In a policy statement, the Tories said, "Currently the rateable value of a pair of BT optical fibres is around £15 per pair per kilometre per annum whereas the rateable value applied to the first pair used by a competitive carrier is £500 per pair per kilometre per annum. In addition, BT pays no increase in rates with an increased use of fibre."
A Communities and Local Government (DCLG) spokesman said the VOA did not recognise the £15 figure quoted for valuing BT optical fibres.
"BT is valued on an overall receipts and expenditure basis, which includes fibres, copper lines to individual homes and business premises, telephone kiosks and telephone exchanges," he said.
"Other fibre operators are valued at a rate per kilometre, depending on the size of the network and the number of fibres lit. The Uniform Business Rate is then applied to arrive at the rates payment."
He said there was no evidence that the application of a different valuation method to BT had given the company an advantage over its competitors.
"This has been tested both in the Court of Appeal 28 January 2010 and in a Lands Tribunal (12 February 2009) and stated in the European Commission's decision dated 12 October 2006," he said.

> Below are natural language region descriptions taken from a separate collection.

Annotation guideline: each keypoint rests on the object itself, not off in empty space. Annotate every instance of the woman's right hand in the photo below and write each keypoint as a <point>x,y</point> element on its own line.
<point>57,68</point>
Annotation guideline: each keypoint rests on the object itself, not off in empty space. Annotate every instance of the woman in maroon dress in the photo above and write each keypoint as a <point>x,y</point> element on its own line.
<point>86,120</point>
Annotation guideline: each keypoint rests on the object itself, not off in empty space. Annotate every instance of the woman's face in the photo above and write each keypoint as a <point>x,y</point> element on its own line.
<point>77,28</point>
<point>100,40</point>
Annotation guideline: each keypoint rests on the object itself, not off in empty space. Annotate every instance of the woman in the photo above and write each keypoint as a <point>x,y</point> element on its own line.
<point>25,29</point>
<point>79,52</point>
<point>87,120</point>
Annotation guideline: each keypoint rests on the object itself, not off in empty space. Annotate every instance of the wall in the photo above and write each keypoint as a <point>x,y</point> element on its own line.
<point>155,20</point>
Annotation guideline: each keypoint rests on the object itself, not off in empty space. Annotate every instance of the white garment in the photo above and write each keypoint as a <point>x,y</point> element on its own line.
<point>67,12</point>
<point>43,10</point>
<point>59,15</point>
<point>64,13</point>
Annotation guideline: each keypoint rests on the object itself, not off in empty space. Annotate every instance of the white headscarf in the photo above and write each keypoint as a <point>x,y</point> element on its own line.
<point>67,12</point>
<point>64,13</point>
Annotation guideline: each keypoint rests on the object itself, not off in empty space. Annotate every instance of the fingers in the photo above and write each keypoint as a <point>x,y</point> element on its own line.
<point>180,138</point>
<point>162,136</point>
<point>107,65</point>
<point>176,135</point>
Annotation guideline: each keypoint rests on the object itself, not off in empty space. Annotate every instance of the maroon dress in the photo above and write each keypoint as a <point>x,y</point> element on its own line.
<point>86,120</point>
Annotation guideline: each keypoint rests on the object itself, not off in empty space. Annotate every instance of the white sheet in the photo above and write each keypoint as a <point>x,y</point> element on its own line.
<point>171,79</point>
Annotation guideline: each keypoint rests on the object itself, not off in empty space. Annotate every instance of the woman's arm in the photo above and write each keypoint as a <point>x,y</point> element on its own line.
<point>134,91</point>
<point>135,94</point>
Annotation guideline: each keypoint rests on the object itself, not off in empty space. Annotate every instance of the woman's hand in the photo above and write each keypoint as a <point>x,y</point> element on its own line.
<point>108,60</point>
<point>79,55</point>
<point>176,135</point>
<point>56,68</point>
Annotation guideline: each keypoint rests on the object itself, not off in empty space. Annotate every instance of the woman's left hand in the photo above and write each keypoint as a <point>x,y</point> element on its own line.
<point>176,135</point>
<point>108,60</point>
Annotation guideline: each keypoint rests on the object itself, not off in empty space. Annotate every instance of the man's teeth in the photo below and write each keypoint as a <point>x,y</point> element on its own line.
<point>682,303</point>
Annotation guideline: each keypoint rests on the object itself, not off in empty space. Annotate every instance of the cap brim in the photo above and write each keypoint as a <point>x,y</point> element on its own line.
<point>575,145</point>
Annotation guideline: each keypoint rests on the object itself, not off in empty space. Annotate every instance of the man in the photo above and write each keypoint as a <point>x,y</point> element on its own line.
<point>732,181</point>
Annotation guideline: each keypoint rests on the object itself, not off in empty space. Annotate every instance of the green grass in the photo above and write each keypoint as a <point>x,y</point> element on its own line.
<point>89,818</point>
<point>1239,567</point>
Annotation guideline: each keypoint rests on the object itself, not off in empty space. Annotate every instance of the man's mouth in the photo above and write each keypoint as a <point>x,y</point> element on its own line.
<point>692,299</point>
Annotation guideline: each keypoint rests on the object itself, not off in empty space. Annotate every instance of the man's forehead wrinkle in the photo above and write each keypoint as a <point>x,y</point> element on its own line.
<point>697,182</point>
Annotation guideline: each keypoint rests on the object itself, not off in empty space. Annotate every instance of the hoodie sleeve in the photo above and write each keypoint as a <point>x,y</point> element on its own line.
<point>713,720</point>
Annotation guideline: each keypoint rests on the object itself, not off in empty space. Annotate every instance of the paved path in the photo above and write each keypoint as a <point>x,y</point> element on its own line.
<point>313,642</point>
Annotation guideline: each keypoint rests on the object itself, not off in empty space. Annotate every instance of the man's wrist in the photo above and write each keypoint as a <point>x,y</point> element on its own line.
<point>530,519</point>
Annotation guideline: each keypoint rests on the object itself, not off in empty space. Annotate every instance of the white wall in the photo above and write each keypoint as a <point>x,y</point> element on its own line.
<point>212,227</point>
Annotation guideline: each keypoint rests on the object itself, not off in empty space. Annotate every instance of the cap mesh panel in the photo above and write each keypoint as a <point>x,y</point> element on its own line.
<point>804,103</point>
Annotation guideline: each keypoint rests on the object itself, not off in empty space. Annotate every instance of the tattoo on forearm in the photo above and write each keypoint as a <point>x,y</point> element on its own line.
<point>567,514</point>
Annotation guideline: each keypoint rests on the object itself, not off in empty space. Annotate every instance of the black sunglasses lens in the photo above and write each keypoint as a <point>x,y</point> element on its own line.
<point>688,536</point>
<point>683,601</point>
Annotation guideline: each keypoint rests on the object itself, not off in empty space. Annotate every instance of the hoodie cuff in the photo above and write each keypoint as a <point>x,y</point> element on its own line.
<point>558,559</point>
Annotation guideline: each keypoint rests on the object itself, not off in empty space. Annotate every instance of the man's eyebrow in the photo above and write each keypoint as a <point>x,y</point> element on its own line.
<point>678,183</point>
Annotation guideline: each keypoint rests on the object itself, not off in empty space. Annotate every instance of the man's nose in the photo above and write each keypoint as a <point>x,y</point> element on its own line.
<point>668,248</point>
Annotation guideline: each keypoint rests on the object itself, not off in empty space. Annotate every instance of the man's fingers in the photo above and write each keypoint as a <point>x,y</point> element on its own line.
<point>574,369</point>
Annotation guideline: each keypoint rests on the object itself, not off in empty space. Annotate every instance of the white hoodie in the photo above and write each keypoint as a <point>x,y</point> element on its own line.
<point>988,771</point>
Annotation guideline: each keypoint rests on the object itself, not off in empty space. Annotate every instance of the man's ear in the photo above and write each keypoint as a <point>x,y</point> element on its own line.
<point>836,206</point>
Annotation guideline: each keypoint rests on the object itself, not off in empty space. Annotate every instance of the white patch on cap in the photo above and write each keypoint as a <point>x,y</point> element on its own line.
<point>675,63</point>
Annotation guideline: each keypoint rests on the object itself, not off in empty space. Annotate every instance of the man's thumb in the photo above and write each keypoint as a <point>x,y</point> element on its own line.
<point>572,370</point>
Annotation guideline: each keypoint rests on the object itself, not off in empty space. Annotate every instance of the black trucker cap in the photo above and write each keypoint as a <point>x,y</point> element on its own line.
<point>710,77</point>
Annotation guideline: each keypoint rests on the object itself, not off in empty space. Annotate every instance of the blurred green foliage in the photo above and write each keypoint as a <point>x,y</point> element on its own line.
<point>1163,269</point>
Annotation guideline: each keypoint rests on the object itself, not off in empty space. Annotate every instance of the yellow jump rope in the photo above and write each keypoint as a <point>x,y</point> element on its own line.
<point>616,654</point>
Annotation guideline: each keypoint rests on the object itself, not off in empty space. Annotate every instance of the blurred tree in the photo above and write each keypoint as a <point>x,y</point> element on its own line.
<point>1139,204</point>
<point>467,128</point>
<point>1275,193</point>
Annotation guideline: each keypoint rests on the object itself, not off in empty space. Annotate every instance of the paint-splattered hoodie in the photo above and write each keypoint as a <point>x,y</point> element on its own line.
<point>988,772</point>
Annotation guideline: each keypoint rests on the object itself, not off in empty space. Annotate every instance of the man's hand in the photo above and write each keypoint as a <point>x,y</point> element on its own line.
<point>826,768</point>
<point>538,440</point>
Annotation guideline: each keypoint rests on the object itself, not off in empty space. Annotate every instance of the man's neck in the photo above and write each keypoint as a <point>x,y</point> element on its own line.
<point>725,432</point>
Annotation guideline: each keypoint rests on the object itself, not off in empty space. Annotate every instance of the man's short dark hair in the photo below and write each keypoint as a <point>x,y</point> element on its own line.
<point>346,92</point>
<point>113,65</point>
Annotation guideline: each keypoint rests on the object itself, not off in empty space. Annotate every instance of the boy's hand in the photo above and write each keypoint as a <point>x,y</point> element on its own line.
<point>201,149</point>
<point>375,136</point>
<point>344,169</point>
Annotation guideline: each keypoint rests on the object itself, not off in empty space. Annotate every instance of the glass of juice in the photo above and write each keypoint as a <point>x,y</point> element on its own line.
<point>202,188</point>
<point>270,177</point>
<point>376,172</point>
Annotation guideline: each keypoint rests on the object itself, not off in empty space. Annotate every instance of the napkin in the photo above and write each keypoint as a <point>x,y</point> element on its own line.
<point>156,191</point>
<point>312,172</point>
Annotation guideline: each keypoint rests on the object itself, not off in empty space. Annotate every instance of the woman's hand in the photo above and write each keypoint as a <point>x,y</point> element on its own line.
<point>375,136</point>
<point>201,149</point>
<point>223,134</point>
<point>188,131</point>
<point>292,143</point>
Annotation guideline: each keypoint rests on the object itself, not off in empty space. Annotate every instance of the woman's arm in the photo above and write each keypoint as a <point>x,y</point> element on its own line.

The Court of Appeal dismissed Vtesse Networks' appeal against a VOA valuation on its networks in a split decision. Lawyers for the VOA had said that it was impossible to disaggregate BT's fibres from the rest of its infrastructure for valuation purposes.
Lawyers for Vtesse pointed out that Ofcom had done precisely this to establish a value for OpenReach, BT's regulated infrastructure company.
Lord Justice Sedley, dissenting, said, "It is now evident that there is arguably a gross disparity in BT's favour between the rateable value of its and Vtesse's cables."
Refusing Vtesse's appeal might allow "a radical inequity in the rating system" to continue. This would be an "injustice", he said.
The Tories said that if elected, they planned to review the rating system to make it more equal.
The DCLG spokesman said all rateable values are assessed independently by the VOA to the same standard of annual rental value. "This maintains fairness in the system," he said.
He said valuation officers had been independent of both central government and local councils since 1950.
"It is only right that the VOA acts independently of ministers in assessing rateable values," he said. "It would not be desirable to take choices about how to determine the rateable value of a property away from the independent experts and make them political decisions for ministers."
The first laws levying taxes on businesses were introduced in the early 1600s by Queen Elizabeth I. Most of the case law on valuation dates from the 19th century.